Mieszkańcy dokonywali różnych zgłoszeń, ale ostatecznie koordynatorzy projektu wybrali podwórko przy ulicy Ludwika 1,3-5. To duża otwarta przestrzeń, z której korzystali mieszkańcy okolicznych kamienic. Teren jest mocno zdegradowany, ma nawierzchnię w złym stanie, ciągle zalega tam woda deszczowa lub pośniegowa.
W tym rok rewitalizacja ma kosztować 100 tys. zł to niemal dwa razy tyle, co w latach ubiegłych.

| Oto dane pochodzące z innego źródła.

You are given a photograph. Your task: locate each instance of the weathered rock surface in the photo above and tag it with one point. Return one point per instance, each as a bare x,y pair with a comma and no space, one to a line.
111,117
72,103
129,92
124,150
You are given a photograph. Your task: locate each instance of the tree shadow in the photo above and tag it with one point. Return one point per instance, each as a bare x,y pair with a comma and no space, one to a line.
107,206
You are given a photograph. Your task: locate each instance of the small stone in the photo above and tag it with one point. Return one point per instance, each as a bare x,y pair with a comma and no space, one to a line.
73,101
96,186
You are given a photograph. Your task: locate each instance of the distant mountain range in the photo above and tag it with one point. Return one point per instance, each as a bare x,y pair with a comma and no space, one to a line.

„W poniedziałek odbyło się pierwsze spotkanie informacyjne z mieszkańcami. W ciągu dwóch tygodni zorganizowane zostaną pierwsze warsztaty, na których mieszkańcy i projektanci będą wspólnie myśleć nad tym, jak powinno zmienić się ich podwórko. To główna idea Placu na Glanc, w którym to mieszkańcy, jako użytkownicy zrewitalizowanej przestrzeni, mają decydujący głos w sprawie jego kształtu” – tłumaczy Kałębasiak.

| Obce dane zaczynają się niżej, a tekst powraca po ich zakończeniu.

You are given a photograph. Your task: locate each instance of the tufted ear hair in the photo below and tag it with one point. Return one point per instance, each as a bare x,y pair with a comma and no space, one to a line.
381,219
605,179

Podwórko przy ul. Ludwika będzie 10. placem zrobionym „na glanc” przez instytucję Katowice Miasto Ogrodów, które rozpoczęło ten projekt w 2013 roku.
Projekt realizowany jest w ramach programu Partnerskiej Inicjatywy Miast przy współfinansowaniu ze środków Unii Europejskiej, w ramach Programu Operacyjnego Pomoc Techniczna 2014-2020.

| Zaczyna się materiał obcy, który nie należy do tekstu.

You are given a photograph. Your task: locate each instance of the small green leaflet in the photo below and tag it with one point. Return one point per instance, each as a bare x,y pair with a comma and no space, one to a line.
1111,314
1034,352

Super !!! Plac na glanc jest bardzo fajną inicjatywą. Powstają piękne podwórka, mieszkańcy mają mnóstwo zieleni, miejsce do grilowania, wspólnych sąsiedzkich spotkań, rekreacji etc. tylko zapominają o swoich samochodach, które nie pasują do wyglancowanego placu i „zostawiają je na okolicznych blokowiskach , gdzie i tak brakuje ,miejsc parkingowych (np.przy ul. Kredytowej)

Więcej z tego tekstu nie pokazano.